Equipe d'organisation

Stephen Cunnane (en haut à droite) et son équipe travaillent actuellement sur des approches nutritionnelles qui pourraient optimiser le fonctionnement énergétique du cerveau et ainsi diminuer les problèmes de mémoire.

Les 1 et 2 octobre dernier s’est tenu à Québec un colloque “Vers de nouvelles stratégies préventives et de traitement des maladies neurodégénératives: la place de l’imagerie”, qui s’intéressait au traitement et à la prévention de la maladie d’Alzheimer. Cet évènement international et francophone, organisé par le Pr Stephen Cunnane (Université de Sherbrooke) et ses collaborateurs en partenariat avec l’Académie Nationale de Médecine, réunissait plus de 75 médecins-chercheurs, professionnels et étudiants s’intéressant aux différentes stratégies qui pourraient aider à mieux lutter contre le risque de développer la maladie d’Alzheimer.

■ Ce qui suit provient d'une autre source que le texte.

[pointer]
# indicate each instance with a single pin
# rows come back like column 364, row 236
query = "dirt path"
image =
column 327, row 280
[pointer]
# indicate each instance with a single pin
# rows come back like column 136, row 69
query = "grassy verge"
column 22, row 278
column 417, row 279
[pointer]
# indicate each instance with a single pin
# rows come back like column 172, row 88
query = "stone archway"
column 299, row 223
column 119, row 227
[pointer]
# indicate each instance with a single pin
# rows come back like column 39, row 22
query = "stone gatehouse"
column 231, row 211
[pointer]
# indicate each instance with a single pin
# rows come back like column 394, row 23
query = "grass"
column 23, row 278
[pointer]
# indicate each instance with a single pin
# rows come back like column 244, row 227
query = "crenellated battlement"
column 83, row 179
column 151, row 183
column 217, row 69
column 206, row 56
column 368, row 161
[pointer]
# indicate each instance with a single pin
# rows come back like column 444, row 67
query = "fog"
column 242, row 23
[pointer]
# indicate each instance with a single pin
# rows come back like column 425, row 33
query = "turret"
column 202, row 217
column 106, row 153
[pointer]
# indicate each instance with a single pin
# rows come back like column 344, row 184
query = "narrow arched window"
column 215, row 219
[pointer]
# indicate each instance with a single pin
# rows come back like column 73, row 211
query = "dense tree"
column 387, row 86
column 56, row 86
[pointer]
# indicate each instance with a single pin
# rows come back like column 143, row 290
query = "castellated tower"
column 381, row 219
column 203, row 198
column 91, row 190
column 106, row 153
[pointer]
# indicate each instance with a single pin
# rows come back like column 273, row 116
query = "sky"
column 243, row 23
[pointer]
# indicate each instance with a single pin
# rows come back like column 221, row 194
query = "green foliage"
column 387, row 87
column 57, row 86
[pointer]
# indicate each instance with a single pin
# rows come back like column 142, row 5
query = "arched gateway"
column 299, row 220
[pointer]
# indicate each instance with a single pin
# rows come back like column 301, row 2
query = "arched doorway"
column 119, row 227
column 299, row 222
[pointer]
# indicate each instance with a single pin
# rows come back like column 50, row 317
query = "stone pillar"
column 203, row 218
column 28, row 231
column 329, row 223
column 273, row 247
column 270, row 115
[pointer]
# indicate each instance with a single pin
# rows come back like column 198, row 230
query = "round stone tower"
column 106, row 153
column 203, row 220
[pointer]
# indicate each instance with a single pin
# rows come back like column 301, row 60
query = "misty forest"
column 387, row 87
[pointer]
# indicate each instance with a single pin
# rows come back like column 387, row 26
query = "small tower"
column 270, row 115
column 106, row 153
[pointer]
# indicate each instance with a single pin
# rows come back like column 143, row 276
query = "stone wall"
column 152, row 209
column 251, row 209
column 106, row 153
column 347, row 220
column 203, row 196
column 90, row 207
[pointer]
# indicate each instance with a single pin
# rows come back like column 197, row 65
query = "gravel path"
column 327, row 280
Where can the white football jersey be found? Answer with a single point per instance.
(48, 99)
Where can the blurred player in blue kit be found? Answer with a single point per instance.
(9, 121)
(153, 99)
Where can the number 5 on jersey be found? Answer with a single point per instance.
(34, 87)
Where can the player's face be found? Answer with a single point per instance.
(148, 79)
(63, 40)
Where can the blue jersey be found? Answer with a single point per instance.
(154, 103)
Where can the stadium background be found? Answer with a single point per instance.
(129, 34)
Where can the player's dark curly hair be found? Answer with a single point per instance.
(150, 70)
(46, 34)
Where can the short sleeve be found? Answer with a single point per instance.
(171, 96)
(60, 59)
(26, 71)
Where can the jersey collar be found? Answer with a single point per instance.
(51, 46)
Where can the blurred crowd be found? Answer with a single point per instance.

De nombreuses pistes d’interventions ont été présentées lors de ce colloque : la stimulation du fonctionnement énergétique du cerveau grâce aux cétones, le « brain fitness » avec l’apprentissage d’une nouvelle langue ou la méditation, faire de la marche 2 à 3 fois par semaine, etc. En outre, les rôles du diabète de type 2 ou des commotions cérébrales dans le risque accru de développer la maladie ont été soulignés. Plus d’un tiers des cas répertoriés de la maladie d’Alzheimer serait en effet associé à nos mauvaises habitudes de vie (sédentarité, hypertension, obésité, hypercholestérolémie, stress, etc.) et donc à des facteurs de risque dits « modifiables ». L’étude finlandaise FINGER a d’ailleurs montré chez des personnes âgées à risque de développer la maladie d’Alzheimer que suivre un programme d’interventions multidomaines (alimentation, exercice physique et entrainement cérébral) permettait de maintenir de bonnes fonctions cognitives. Ainsi avoir une alimentation saine et équilibrée, faire de l’exercice physique régulièrement, bien contrôler son stress, et maintenir des activités intellectuelles et sociales, permettraient de réduire le risque de développer la maladie et même de ralentir sa progression.  Comme le dit si bien l’adage « ce qui est bon pour mon cœur est bon pour ma tête »!